After reading that definition, I walked away, nodding my oblong-shaped head and showing my entire dental formula in what I consider to be a smile but which others see as a rather disconcerting exhibition of glass-breaking teeth. But I smiled anyway after reading that definition because it confirmed my belief that populism is not such a bad thing after all.
Populism helps to get presidents (and other politicians) elected. Every election is a popularity contest. The winners are those whose utterances (at least) show that they are in tune with the needs and aspirations of the electorate. People will vote for the guy who promises (and convinces the voters some way, somehow that he can provide) good jobs, improved health care, good schools, paved roads, potable water etc. Politics thrives on populism and most popular politicians are the ones who get elected. Show me a politician who claims to ‘dislike’ populism and I’d show you a deluded idiot who doesn’t know the rules of the game he’s playing.
After winning the ultimate diadem, the politician who refuses to continue flying on the wings of ‘populism’ will drop dead – politically speaking. Populism means doing what the people want – the very reason why they voted you into office in the first place.
If the people say don’t buy a presidential jet – you don’t (Kufuor)! If the people say don’t go to war, you don’t (Bush). If the people say stop the ex-gratia, you do exactly that! Yes, responding to the demands of the majority of the people is populism and it’s the very essence of the politics. No one has been a great, respected, revered leader without being populist. Ask Kwame Nkrumah, Nelson Mandela, Martin Luther King, Ghandi and even Barrack Obama.

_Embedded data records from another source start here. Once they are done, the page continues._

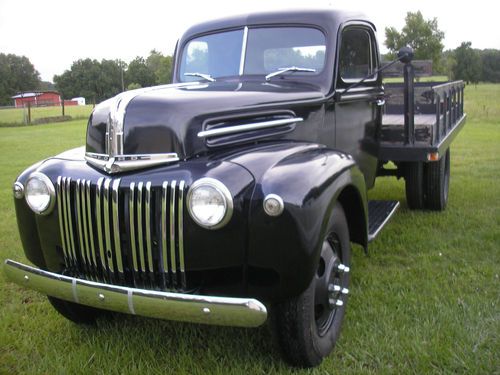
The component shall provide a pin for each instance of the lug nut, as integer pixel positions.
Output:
(332, 288)
(335, 303)
(343, 268)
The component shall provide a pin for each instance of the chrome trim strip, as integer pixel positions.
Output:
(180, 225)
(248, 127)
(116, 224)
(90, 223)
(389, 217)
(18, 190)
(100, 236)
(60, 202)
(107, 226)
(243, 50)
(139, 226)
(147, 213)
(131, 214)
(173, 264)
(242, 312)
(124, 163)
(79, 227)
(164, 203)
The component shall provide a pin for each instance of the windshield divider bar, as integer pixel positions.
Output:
(243, 50)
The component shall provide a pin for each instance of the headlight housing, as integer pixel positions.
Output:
(210, 203)
(39, 193)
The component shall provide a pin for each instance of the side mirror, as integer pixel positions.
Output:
(405, 55)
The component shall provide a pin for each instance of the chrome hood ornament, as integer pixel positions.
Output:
(114, 160)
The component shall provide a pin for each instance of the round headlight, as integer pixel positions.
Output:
(39, 193)
(210, 203)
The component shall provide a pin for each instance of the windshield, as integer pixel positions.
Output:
(268, 50)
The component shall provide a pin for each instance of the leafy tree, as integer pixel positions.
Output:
(17, 74)
(490, 60)
(94, 80)
(422, 35)
(139, 72)
(133, 86)
(161, 66)
(468, 63)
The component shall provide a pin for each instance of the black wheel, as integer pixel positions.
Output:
(437, 183)
(414, 184)
(308, 326)
(79, 314)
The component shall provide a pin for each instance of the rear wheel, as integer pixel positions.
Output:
(77, 313)
(414, 184)
(437, 183)
(308, 325)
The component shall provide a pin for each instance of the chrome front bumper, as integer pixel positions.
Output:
(240, 312)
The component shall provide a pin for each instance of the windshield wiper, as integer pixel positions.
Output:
(289, 69)
(208, 77)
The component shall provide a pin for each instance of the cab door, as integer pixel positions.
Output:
(358, 110)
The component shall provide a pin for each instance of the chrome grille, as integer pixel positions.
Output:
(123, 234)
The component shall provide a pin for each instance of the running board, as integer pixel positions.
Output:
(379, 214)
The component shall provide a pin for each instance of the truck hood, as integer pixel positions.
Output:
(166, 121)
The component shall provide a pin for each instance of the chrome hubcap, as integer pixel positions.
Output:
(330, 285)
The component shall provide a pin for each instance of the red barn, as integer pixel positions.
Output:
(37, 99)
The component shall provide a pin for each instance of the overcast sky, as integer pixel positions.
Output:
(54, 33)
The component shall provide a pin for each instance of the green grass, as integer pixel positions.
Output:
(425, 300)
(18, 116)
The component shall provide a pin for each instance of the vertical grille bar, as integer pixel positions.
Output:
(180, 231)
(60, 202)
(107, 226)
(100, 237)
(79, 228)
(116, 225)
(89, 221)
(139, 225)
(147, 213)
(164, 248)
(91, 231)
(83, 218)
(69, 219)
(131, 212)
(173, 263)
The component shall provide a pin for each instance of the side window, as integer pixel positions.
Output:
(356, 59)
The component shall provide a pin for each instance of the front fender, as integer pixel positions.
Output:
(283, 251)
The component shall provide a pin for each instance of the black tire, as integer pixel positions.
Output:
(308, 326)
(437, 183)
(414, 184)
(79, 314)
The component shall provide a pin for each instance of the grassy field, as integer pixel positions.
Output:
(425, 300)
(18, 116)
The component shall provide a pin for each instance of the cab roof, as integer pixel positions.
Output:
(328, 20)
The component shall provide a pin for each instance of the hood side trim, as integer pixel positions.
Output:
(125, 163)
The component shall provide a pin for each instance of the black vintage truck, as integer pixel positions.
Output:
(233, 194)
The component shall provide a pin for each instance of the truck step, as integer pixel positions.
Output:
(379, 214)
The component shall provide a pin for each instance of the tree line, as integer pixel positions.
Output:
(99, 80)
(463, 63)
(94, 80)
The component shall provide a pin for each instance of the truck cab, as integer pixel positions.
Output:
(232, 194)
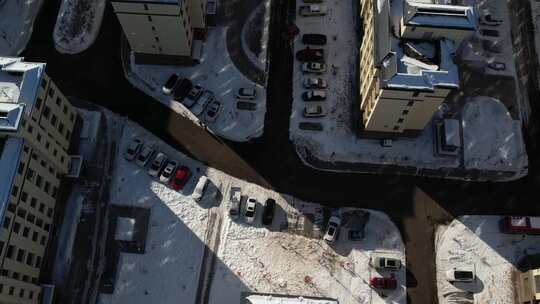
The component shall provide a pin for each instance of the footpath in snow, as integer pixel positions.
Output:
(219, 73)
(475, 242)
(496, 155)
(194, 249)
(77, 25)
(16, 23)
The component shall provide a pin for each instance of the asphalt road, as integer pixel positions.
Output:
(415, 204)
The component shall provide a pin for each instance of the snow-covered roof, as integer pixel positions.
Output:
(10, 153)
(277, 299)
(19, 84)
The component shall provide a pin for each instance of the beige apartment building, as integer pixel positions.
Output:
(36, 128)
(529, 287)
(163, 31)
(406, 66)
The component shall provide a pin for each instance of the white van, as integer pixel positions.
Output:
(200, 188)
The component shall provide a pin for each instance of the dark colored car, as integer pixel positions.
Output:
(268, 213)
(180, 178)
(183, 88)
(310, 55)
(316, 39)
(383, 283)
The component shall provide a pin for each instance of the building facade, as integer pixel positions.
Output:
(406, 66)
(529, 287)
(163, 31)
(36, 130)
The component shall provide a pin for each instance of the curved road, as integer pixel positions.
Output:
(415, 204)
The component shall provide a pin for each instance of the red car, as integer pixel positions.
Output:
(383, 283)
(181, 176)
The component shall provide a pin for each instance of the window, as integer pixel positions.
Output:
(16, 227)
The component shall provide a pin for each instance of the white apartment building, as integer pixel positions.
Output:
(36, 128)
(163, 31)
(406, 63)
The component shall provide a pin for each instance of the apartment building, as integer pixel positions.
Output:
(529, 287)
(36, 129)
(163, 31)
(406, 63)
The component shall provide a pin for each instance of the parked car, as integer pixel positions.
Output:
(170, 84)
(332, 229)
(193, 96)
(383, 282)
(520, 224)
(313, 67)
(168, 171)
(314, 95)
(251, 208)
(144, 156)
(489, 19)
(182, 89)
(312, 111)
(213, 111)
(460, 275)
(246, 106)
(134, 146)
(268, 213)
(316, 39)
(313, 10)
(309, 54)
(315, 83)
(180, 178)
(200, 188)
(497, 66)
(157, 164)
(246, 93)
(382, 262)
(235, 196)
(206, 98)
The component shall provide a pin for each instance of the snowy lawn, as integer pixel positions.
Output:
(475, 241)
(288, 257)
(341, 148)
(16, 22)
(217, 73)
(77, 25)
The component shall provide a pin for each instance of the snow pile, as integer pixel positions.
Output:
(77, 25)
(16, 22)
(492, 139)
(217, 73)
(288, 257)
(475, 241)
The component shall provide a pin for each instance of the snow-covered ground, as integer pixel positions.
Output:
(339, 144)
(217, 73)
(16, 23)
(77, 25)
(287, 258)
(475, 242)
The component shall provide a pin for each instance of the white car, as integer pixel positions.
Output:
(246, 93)
(382, 262)
(313, 67)
(315, 83)
(144, 156)
(157, 164)
(251, 207)
(168, 171)
(134, 146)
(466, 274)
(333, 229)
(200, 188)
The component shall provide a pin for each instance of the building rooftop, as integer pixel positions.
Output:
(19, 83)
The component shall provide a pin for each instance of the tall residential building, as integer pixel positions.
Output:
(36, 127)
(163, 31)
(406, 62)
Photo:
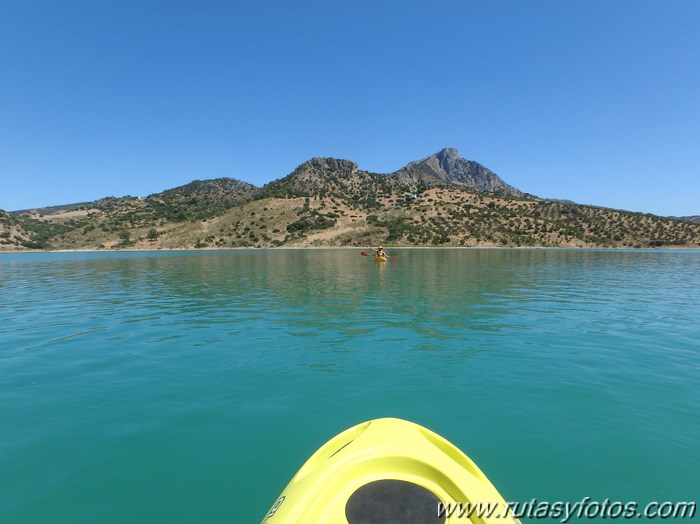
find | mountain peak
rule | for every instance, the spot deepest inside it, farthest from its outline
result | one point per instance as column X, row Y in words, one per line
column 448, row 167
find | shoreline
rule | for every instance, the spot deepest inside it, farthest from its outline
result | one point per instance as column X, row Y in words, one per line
column 294, row 248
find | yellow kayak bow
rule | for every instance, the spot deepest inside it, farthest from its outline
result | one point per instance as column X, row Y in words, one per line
column 389, row 471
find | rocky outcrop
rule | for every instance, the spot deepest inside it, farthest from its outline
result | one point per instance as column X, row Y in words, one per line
column 448, row 167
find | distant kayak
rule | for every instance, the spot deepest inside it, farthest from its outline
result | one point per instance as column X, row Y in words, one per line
column 388, row 471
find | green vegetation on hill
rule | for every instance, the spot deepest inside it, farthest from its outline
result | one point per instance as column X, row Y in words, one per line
column 329, row 202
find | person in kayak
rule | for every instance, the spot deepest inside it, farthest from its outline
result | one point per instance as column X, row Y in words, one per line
column 380, row 252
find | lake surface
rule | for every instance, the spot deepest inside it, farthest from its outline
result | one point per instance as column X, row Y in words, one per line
column 188, row 387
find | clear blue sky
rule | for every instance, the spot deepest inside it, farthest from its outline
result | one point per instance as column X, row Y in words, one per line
column 594, row 101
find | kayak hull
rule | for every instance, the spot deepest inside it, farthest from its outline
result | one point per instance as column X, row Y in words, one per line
column 384, row 471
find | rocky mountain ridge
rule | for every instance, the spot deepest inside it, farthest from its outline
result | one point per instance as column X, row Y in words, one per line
column 441, row 200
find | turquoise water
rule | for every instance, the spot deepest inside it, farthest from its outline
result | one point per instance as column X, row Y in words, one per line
column 189, row 387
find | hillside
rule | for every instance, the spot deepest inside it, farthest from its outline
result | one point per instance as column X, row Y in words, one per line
column 442, row 200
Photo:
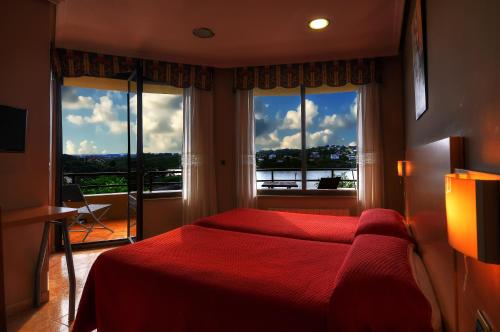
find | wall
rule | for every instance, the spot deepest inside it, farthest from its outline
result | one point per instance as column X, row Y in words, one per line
column 24, row 178
column 161, row 215
column 225, row 138
column 463, row 100
column 391, row 103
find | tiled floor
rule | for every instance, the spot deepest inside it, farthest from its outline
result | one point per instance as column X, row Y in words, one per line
column 53, row 316
column 119, row 227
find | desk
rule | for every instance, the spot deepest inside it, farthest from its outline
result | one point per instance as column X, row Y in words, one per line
column 46, row 215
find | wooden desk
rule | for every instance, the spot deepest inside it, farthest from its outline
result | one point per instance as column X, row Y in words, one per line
column 46, row 215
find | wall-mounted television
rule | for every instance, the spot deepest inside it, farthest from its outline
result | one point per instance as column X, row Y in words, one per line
column 12, row 129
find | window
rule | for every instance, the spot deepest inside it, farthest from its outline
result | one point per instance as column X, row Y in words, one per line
column 304, row 137
column 94, row 136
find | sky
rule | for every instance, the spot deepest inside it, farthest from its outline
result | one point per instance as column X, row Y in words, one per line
column 95, row 121
column 330, row 119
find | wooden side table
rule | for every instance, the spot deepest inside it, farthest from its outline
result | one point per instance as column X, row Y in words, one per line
column 47, row 215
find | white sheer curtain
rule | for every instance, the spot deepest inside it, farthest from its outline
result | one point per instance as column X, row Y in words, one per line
column 246, row 187
column 370, row 157
column 198, row 188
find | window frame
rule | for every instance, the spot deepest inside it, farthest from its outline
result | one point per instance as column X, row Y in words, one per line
column 303, row 134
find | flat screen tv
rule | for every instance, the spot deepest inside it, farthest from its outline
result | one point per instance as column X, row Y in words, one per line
column 12, row 129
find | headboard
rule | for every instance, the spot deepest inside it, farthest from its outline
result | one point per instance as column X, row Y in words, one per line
column 425, row 211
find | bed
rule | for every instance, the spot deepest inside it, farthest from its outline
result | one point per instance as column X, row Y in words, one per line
column 308, row 226
column 198, row 278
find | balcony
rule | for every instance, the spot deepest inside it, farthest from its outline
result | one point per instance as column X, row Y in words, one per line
column 111, row 188
column 293, row 176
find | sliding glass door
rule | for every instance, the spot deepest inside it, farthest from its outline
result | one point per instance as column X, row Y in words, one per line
column 135, row 157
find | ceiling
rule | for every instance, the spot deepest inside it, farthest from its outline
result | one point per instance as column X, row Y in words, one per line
column 257, row 32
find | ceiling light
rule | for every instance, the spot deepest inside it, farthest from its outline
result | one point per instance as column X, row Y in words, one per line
column 319, row 23
column 203, row 33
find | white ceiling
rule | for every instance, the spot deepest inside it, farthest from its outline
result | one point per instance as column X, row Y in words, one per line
column 254, row 32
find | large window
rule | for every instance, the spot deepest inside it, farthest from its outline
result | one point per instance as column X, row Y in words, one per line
column 305, row 139
column 94, row 135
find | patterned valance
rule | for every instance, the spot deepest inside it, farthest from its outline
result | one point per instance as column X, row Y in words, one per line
column 315, row 74
column 70, row 63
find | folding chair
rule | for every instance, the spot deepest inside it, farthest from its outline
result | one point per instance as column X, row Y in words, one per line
column 72, row 193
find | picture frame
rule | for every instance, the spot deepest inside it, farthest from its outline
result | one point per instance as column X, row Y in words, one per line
column 418, row 52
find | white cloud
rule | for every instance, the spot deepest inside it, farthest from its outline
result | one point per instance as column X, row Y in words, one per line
column 84, row 147
column 318, row 138
column 341, row 120
column 71, row 103
column 75, row 119
column 70, row 147
column 292, row 117
column 291, row 142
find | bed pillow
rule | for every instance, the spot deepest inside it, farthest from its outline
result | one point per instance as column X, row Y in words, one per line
column 382, row 222
column 375, row 289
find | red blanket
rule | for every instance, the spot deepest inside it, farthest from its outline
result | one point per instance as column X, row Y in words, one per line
column 376, row 291
column 201, row 279
column 293, row 225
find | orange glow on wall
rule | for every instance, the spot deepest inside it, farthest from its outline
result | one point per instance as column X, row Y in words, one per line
column 402, row 168
column 472, row 212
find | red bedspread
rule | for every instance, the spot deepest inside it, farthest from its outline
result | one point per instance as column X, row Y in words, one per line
column 293, row 225
column 201, row 279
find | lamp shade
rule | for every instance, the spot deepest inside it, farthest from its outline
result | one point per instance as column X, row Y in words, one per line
column 402, row 168
column 473, row 214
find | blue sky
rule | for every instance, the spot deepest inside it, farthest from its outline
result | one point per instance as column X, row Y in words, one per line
column 330, row 119
column 95, row 121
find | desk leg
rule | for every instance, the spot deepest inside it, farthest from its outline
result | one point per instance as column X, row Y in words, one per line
column 71, row 269
column 39, row 263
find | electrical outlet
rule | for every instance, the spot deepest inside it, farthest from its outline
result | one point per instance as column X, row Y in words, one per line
column 482, row 324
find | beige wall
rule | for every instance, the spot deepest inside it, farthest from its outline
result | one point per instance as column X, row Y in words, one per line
column 463, row 52
column 391, row 103
column 224, row 138
column 24, row 178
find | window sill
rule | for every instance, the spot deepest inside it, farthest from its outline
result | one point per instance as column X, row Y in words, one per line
column 317, row 192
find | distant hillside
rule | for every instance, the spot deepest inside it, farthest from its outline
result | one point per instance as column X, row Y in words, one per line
column 118, row 162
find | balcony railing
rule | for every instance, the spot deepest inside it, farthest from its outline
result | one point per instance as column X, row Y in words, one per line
column 348, row 175
column 114, row 182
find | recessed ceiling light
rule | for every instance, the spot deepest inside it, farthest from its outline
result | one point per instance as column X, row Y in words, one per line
column 203, row 33
column 319, row 23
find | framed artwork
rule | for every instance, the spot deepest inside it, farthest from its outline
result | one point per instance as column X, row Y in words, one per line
column 418, row 55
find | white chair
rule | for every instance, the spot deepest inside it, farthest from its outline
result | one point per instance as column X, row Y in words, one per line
column 71, row 193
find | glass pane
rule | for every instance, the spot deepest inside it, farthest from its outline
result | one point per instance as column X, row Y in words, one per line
column 331, row 134
column 278, row 140
column 94, row 136
column 132, row 163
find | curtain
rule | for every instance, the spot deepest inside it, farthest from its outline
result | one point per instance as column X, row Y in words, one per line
column 199, row 192
column 246, row 187
column 73, row 63
column 370, row 158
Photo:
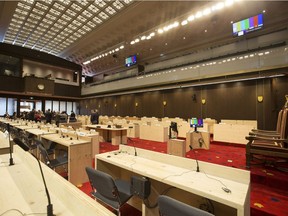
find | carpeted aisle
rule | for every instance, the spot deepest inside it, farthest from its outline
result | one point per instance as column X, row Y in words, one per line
column 269, row 187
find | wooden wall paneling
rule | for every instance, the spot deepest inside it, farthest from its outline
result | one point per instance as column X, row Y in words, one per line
column 67, row 90
column 152, row 104
column 138, row 109
column 11, row 84
column 126, row 105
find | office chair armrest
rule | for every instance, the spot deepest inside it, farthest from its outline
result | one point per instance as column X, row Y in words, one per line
column 261, row 138
column 263, row 131
column 264, row 134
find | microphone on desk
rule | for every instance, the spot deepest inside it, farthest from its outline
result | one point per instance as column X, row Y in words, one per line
column 11, row 162
column 27, row 148
column 135, row 151
column 198, row 169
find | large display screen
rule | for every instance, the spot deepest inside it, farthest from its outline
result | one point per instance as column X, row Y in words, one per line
column 248, row 25
column 131, row 60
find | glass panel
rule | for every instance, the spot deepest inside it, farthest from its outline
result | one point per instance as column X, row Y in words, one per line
column 69, row 108
column 2, row 106
column 11, row 106
column 55, row 106
column 38, row 105
column 75, row 109
column 25, row 106
column 63, row 106
column 48, row 105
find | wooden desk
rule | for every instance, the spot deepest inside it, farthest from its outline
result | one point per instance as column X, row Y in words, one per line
column 117, row 135
column 192, row 138
column 22, row 188
column 156, row 133
column 232, row 133
column 176, row 147
column 168, row 171
column 4, row 143
column 39, row 132
column 79, row 155
column 25, row 127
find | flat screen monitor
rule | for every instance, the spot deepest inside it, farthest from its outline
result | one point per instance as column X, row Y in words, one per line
column 131, row 60
column 196, row 122
column 248, row 25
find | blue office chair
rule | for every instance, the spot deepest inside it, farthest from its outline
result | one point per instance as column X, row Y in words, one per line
column 171, row 207
column 114, row 193
column 52, row 163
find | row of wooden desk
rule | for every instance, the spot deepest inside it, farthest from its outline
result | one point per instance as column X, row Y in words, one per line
column 81, row 147
column 177, row 177
column 22, row 190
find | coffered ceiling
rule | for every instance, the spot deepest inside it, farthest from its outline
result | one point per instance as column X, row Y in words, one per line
column 99, row 35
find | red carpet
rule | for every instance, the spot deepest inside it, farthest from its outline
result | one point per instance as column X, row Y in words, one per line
column 269, row 187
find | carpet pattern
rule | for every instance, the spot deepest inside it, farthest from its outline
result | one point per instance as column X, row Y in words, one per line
column 269, row 187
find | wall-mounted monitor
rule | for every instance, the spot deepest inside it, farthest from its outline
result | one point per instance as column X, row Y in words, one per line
column 131, row 60
column 196, row 123
column 248, row 25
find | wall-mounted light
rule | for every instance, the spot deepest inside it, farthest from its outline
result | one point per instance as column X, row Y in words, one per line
column 260, row 98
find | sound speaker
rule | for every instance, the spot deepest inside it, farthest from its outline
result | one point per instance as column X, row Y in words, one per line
column 140, row 186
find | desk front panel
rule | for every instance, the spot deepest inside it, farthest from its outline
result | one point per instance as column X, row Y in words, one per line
column 176, row 182
column 79, row 156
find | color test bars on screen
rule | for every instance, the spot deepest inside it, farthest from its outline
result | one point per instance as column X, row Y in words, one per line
column 248, row 25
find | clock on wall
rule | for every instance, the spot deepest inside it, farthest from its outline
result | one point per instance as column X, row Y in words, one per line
column 40, row 86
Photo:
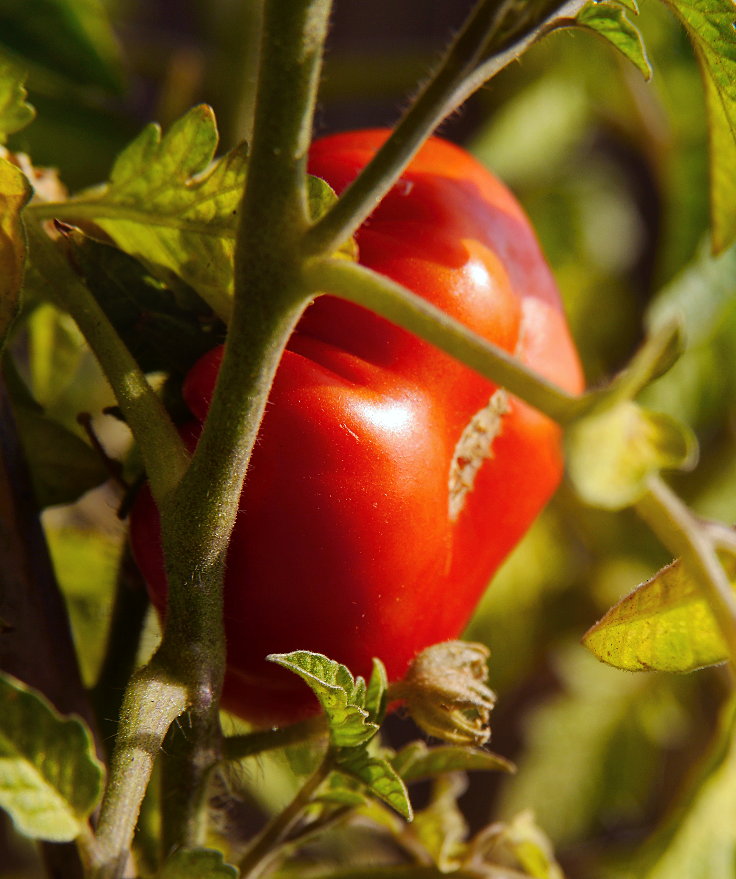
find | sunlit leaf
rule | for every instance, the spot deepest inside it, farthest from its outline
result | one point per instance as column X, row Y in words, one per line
column 165, row 329
column 612, row 452
column 416, row 761
column 51, row 780
column 379, row 777
column 666, row 624
column 342, row 697
column 710, row 26
column 71, row 38
column 376, row 694
column 611, row 22
column 14, row 193
column 197, row 863
column 174, row 208
column 15, row 111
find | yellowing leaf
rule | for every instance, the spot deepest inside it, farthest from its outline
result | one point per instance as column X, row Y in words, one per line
column 666, row 624
column 51, row 780
column 710, row 26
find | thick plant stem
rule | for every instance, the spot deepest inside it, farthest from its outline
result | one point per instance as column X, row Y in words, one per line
column 471, row 60
column 685, row 536
column 152, row 702
column 198, row 518
column 399, row 305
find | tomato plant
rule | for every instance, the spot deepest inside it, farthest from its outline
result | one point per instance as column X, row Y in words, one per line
column 341, row 372
column 388, row 481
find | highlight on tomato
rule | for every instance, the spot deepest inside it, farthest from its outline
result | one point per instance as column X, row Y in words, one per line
column 389, row 481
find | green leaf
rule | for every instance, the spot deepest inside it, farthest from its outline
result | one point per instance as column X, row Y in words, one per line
column 51, row 779
column 174, row 208
column 702, row 844
column 666, row 624
column 612, row 453
column 15, row 112
column 710, row 26
column 378, row 776
column 71, row 38
column 14, row 193
column 197, row 863
column 416, row 761
column 376, row 695
column 165, row 329
column 342, row 697
column 610, row 21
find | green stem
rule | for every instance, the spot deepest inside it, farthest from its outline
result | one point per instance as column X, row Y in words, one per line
column 240, row 746
column 385, row 297
column 263, row 849
column 152, row 702
column 461, row 73
column 681, row 532
column 161, row 447
column 432, row 104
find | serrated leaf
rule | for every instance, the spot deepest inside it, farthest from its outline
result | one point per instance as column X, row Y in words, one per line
column 174, row 208
column 14, row 193
column 379, row 777
column 197, row 863
column 416, row 761
column 164, row 329
column 51, row 780
column 612, row 452
column 610, row 21
column 666, row 624
column 341, row 696
column 710, row 26
column 71, row 38
column 15, row 111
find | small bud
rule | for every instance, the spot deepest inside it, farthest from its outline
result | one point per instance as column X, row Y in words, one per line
column 446, row 694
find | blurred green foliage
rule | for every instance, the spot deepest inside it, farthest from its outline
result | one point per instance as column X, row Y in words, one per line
column 613, row 171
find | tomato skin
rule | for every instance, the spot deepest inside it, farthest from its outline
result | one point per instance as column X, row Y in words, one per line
column 345, row 543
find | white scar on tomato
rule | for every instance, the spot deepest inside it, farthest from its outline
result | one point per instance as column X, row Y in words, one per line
column 473, row 448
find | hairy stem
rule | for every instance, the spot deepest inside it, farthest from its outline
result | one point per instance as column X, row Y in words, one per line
column 399, row 305
column 152, row 702
column 681, row 532
column 470, row 61
column 264, row 847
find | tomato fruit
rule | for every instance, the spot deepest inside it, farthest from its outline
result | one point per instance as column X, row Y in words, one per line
column 388, row 481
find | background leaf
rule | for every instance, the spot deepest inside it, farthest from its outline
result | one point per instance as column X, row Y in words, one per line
column 72, row 38
column 15, row 111
column 610, row 21
column 51, row 779
column 710, row 26
column 197, row 863
column 665, row 625
column 14, row 193
column 612, row 452
column 165, row 329
column 169, row 205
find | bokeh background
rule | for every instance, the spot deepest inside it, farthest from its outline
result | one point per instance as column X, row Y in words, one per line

A president doesn’t need to ask his citizens for permission every time he feels like hopping on a plane. But then, if the citizens start complaining that the president is behaving like a nomad with his numerous travels a wise president should be populist enough and stop racking up frequent flyer miles. If, on the other hand, the president decides to be a non-populist and shows his citizens his middle finger, he (and/or his party) won’t stay in power for long. That’s just by way of an example but you get my drift?
Populism is so important that in the more enlightened societies – where politicians think less of themselves and more about their followers – they measure the performance of leaders by gauging their popularity. Popularity (or approval) ratings are nothing but a measure of how the citizens perceive their leader to be doing what is expected of them.
I once heard George Bush say something to the effect that he cannot rule a country with opinion polls. He might have had a point there. Indeed, if my president decides to measure public opinion on every issue before taking a decision, I’d call him stupid. The best leaders, however, are the ones who are able to gauge the mood of the people and take decisions that benefit the majority of their followers – who are usually the most deprived and disadvantage.
George Bush, who refused to look at the opinion polls, did as he pleased – taking unilateral decisions that dumbfounded even his most ardent critics who thought he was dumb. In the end he left office with the lowest approval rating for any departing American president – a mere 22%. Compare that with his predecessor, Bill Clinton who left office with a respectable 68% approval rating. Clinton is remembered as one of the best presidents America ever had; George Bush is most probably the worst.
If populism means providing the needs of the people, pleasing them and actively seeking their welfare so that a leader will win and keep as many hearts and minds as possible, then I’d recommend it to any politician (or political grouping). Populism is very good and I am pleading with all those who have been trying to give it a bad name to just a few steps back and think again.
In any case, if I were president I’d rather be called ‘populist’ than be referred to as the selfish, corrupt, greedy chap who threw populism out of the window and led a gang of plundering elites to loot the meagre resources of the state.